A spokesman for China’s Ministry of Foreign Affairs, Hong Lei, said the United States should be improving cooperation with China instead of adding restrictions on foreign students.
“China’s scientific and technological developments have been achieved through the hard struggle of the Chinese people,” Lei said at a ministry briefing on Thursday.
SHRINKING RESEARCH CHOICES The proposed rule comes as universities face shrinking federal funding for research, forcing many to rely more on industry-sponsored projects.
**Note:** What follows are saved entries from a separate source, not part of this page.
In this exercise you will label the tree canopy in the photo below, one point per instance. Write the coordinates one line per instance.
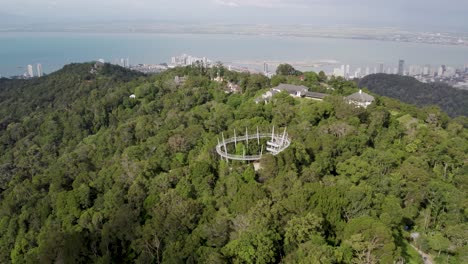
(89, 174)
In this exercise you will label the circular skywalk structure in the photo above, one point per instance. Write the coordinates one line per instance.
(275, 144)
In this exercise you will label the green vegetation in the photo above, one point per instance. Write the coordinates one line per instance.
(409, 90)
(89, 175)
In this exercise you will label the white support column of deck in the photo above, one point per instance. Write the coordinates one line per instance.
(225, 149)
(272, 133)
(258, 137)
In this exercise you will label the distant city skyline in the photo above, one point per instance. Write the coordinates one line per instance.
(400, 13)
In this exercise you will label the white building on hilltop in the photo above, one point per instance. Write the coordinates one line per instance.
(39, 70)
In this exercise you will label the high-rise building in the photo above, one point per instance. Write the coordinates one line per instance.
(401, 67)
(427, 69)
(30, 71)
(39, 70)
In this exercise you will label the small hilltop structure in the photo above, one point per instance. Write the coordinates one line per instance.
(360, 99)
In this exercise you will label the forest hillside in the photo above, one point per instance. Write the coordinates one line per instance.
(91, 174)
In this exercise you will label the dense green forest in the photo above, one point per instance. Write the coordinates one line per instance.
(90, 175)
(409, 90)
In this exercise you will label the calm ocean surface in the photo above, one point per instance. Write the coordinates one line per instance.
(53, 50)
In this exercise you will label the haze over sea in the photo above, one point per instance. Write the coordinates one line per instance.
(53, 50)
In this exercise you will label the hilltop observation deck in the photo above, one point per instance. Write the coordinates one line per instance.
(275, 144)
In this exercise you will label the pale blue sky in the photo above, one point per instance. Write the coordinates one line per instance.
(421, 14)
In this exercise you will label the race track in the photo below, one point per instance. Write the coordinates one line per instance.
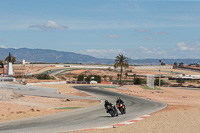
(89, 117)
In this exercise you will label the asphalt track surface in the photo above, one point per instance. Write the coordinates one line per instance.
(90, 117)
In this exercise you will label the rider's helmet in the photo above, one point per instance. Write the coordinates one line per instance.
(106, 101)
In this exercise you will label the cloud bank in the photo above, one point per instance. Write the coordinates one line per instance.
(50, 25)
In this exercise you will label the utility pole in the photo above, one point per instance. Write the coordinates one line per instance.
(159, 73)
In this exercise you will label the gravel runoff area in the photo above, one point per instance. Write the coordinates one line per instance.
(181, 116)
(17, 106)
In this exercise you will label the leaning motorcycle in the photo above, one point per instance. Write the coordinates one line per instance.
(111, 110)
(121, 108)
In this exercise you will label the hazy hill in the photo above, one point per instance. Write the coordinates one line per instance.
(52, 56)
(49, 56)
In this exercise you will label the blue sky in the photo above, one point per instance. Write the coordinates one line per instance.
(103, 28)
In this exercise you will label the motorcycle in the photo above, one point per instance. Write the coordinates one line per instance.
(121, 108)
(112, 110)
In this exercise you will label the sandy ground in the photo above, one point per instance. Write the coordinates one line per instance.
(15, 106)
(181, 116)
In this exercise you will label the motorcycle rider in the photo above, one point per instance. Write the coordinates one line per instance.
(108, 103)
(119, 101)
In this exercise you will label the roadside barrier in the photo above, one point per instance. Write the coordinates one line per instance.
(77, 82)
(117, 83)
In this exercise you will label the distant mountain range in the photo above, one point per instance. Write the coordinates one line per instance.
(52, 56)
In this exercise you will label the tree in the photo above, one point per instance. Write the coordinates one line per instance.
(13, 59)
(121, 61)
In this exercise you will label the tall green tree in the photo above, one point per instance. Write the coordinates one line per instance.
(13, 59)
(122, 62)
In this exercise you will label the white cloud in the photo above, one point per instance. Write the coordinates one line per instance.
(50, 25)
(113, 36)
(142, 30)
(183, 46)
(2, 46)
(159, 33)
(149, 38)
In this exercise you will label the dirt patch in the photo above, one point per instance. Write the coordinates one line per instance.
(16, 106)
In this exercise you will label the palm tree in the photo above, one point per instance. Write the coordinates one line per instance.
(121, 61)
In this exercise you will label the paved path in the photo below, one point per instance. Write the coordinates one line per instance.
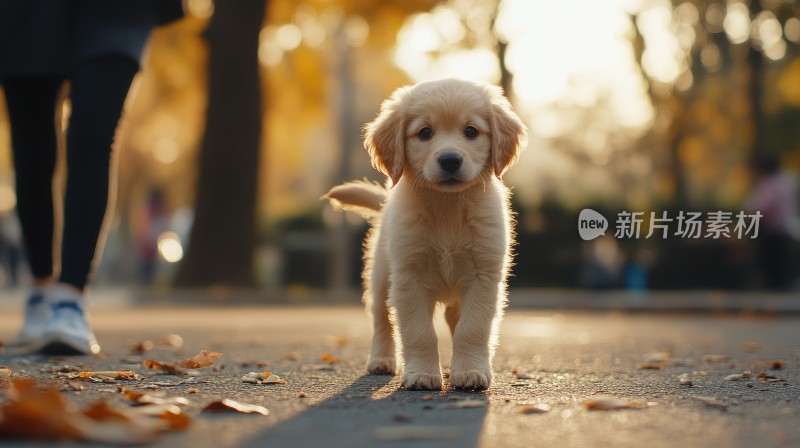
(567, 359)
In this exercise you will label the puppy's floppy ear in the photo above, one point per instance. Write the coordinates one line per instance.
(384, 137)
(509, 134)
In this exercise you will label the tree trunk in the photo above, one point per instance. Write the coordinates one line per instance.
(223, 238)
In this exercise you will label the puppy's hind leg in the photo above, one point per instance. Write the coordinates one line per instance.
(452, 314)
(382, 357)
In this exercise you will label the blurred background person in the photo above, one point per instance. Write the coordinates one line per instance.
(774, 195)
(96, 45)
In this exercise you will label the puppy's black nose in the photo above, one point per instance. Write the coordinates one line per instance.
(450, 162)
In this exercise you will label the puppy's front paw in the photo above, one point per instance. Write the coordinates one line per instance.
(381, 365)
(421, 381)
(471, 379)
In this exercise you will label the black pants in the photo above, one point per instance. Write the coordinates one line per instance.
(97, 94)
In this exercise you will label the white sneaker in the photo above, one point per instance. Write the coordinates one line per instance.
(36, 315)
(66, 331)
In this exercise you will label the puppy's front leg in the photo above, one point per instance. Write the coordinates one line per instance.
(473, 340)
(414, 306)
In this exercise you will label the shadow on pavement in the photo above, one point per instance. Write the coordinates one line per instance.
(353, 418)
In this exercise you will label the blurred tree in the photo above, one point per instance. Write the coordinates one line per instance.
(223, 238)
(727, 104)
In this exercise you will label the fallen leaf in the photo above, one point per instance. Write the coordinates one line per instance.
(66, 368)
(44, 414)
(317, 367)
(415, 432)
(767, 378)
(339, 341)
(538, 408)
(402, 417)
(777, 365)
(613, 404)
(330, 359)
(658, 357)
(650, 366)
(72, 386)
(103, 376)
(262, 378)
(465, 404)
(152, 398)
(712, 402)
(170, 340)
(227, 405)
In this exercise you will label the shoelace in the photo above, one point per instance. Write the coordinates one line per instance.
(35, 300)
(66, 305)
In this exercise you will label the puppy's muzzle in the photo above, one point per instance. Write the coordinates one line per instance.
(450, 162)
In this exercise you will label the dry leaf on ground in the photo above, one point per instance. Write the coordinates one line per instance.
(262, 378)
(256, 363)
(227, 405)
(750, 346)
(103, 376)
(415, 432)
(294, 356)
(612, 404)
(712, 402)
(317, 367)
(465, 404)
(151, 398)
(203, 359)
(767, 378)
(650, 366)
(538, 408)
(44, 414)
(685, 380)
(738, 376)
(777, 365)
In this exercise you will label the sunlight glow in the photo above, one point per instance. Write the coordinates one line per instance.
(737, 23)
(792, 29)
(7, 199)
(169, 247)
(166, 150)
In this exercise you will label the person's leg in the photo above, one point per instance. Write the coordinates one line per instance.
(31, 103)
(98, 92)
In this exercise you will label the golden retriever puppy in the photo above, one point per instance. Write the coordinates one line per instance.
(442, 229)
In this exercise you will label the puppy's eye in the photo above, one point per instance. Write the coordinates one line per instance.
(425, 133)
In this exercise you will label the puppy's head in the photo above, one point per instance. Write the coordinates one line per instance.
(445, 135)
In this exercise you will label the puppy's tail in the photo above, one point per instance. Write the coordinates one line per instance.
(362, 197)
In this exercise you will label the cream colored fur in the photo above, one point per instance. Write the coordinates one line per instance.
(438, 237)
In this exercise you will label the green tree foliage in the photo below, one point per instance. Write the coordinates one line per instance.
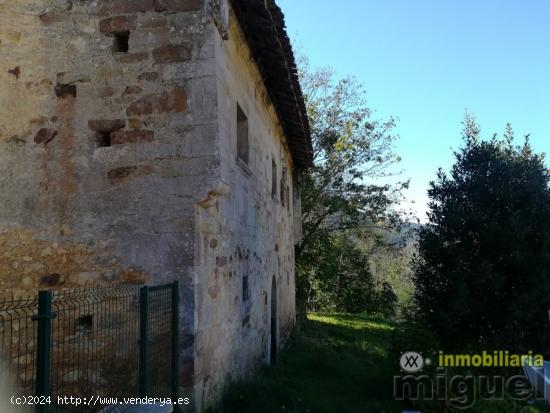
(342, 201)
(482, 273)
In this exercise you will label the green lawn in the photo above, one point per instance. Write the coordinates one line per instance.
(339, 364)
(335, 364)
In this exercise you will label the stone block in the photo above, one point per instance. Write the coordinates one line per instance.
(131, 57)
(178, 5)
(105, 125)
(124, 173)
(117, 24)
(166, 102)
(131, 136)
(125, 6)
(45, 135)
(172, 53)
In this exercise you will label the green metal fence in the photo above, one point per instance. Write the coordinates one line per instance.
(104, 342)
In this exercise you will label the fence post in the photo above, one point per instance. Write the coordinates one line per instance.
(143, 341)
(44, 347)
(175, 344)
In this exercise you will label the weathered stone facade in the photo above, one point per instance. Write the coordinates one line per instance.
(118, 162)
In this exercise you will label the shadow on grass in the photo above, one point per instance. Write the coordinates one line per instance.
(337, 363)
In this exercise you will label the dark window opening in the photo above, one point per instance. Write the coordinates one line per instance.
(242, 136)
(273, 179)
(62, 90)
(246, 289)
(121, 42)
(103, 139)
(283, 187)
(85, 324)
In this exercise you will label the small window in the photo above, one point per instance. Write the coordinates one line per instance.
(246, 289)
(103, 139)
(85, 324)
(121, 42)
(284, 187)
(273, 179)
(242, 136)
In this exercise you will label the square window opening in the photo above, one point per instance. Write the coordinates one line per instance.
(85, 324)
(242, 136)
(103, 139)
(121, 42)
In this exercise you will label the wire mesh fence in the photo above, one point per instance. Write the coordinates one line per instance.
(94, 343)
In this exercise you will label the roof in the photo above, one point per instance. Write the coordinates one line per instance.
(263, 24)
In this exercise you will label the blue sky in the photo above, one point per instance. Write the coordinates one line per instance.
(428, 61)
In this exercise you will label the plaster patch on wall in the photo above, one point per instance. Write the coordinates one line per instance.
(28, 264)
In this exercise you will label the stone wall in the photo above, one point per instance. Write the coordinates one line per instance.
(118, 145)
(104, 151)
(244, 229)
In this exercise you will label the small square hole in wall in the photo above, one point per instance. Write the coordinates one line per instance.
(121, 42)
(85, 324)
(103, 139)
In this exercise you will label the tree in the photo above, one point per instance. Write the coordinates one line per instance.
(341, 193)
(482, 272)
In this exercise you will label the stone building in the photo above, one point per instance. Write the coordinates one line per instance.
(153, 140)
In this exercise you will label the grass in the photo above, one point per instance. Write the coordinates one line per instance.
(340, 364)
(337, 363)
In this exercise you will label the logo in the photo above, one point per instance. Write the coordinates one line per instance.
(411, 362)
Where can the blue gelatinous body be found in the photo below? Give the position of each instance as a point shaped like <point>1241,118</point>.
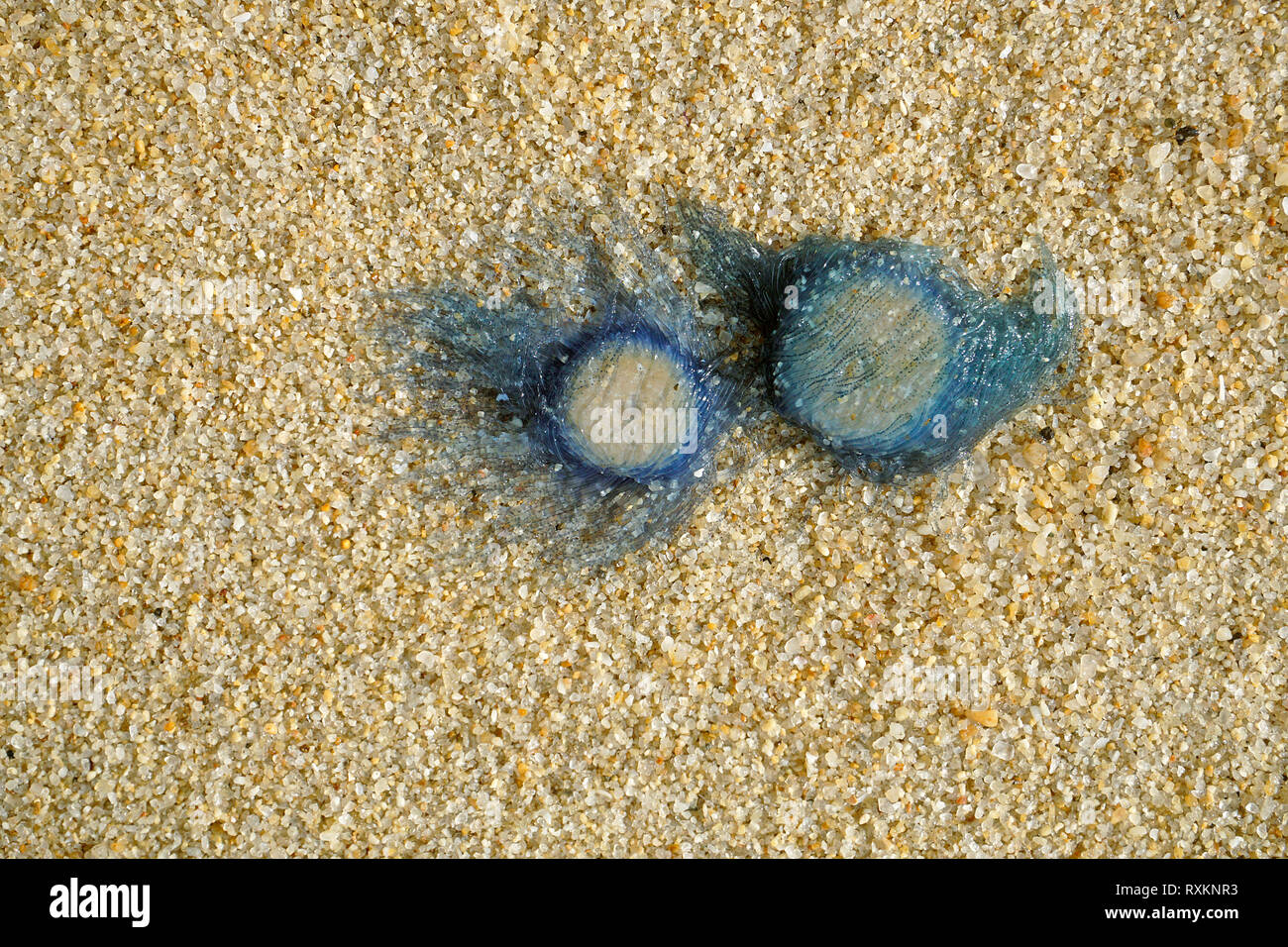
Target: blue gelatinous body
<point>603,412</point>
<point>890,359</point>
State Department officials told Reuters they are aware of universities’ opposition to the rule, but have received no complaints or advice from companies that sponsor university research.
Experts in counterterrorism and counter nuclear proliferation told the State Department tighter restrictions on research access are necessary because universities are “a soft target,” said Tony Dearth, director of defense trade controls licensing at the State Department.
In the first case of its kind, University of Tennessee electrical engineering professor John Reese Roth was convicted in 2008 of exporting “defense articles” without a license, and of wire fraud and conspiracy and sentenced to four years.
Roth used foreign students in research on plasma-based flight-control devices for drone aircraft under a U.S. Air Force contract. He let two foreign students illegally gain access to sensitive information and export it to China, said the FBI.
The proposed rule would expand the definition of research classified as “technical” to any project that undergoes a pre-publication review by a private sponsor.
Unlike less-sensitive “fundamental” research, technical research is regulated in a variety of ways including a requirement that foreign students must apply for a license. Students from China, Iran and North Korea are usually denied licenses, said university officials.
The State Department argues that if a company wants to take a second look at research because it may be sensitive to its economic interests, foreign student involvement should be regulated.
Stanford told the State Department in a public letter that the new rule would affect a broad portion of industry-backed research because universities “routinely” allow sponsors to review results for up to 90 days.
Colleges that object to the government’s foreign-student restrictions have long avoided technical research and focused solely on projects classed as fundamental. The new rule would force them to either loosen their policies or give up defense-related research.
Schools with fundamental research-only policies are already in the minority. A Reuters survey of the top 35 research universities, ranked by R&D expenditures, found only 11 were still adhering to such a position.
Federal funding for research still dwarfs business funding, but the two are trending in opposite directions.
Over 2011-2014, federal funds for university research fell to $37.9 billion from $40.8 billion, according to the National Science Foundation. Over the same period, industry-sponsored university research grew to $5.9 billion from $4.9 billion.
“As federal funds have become scarcer and the competition has increased, I think we see a lot of universities expanding their partnerships with industry,” said Bob Hardy, director of intellectual property management at the Council on Government Relations, an association of research universities.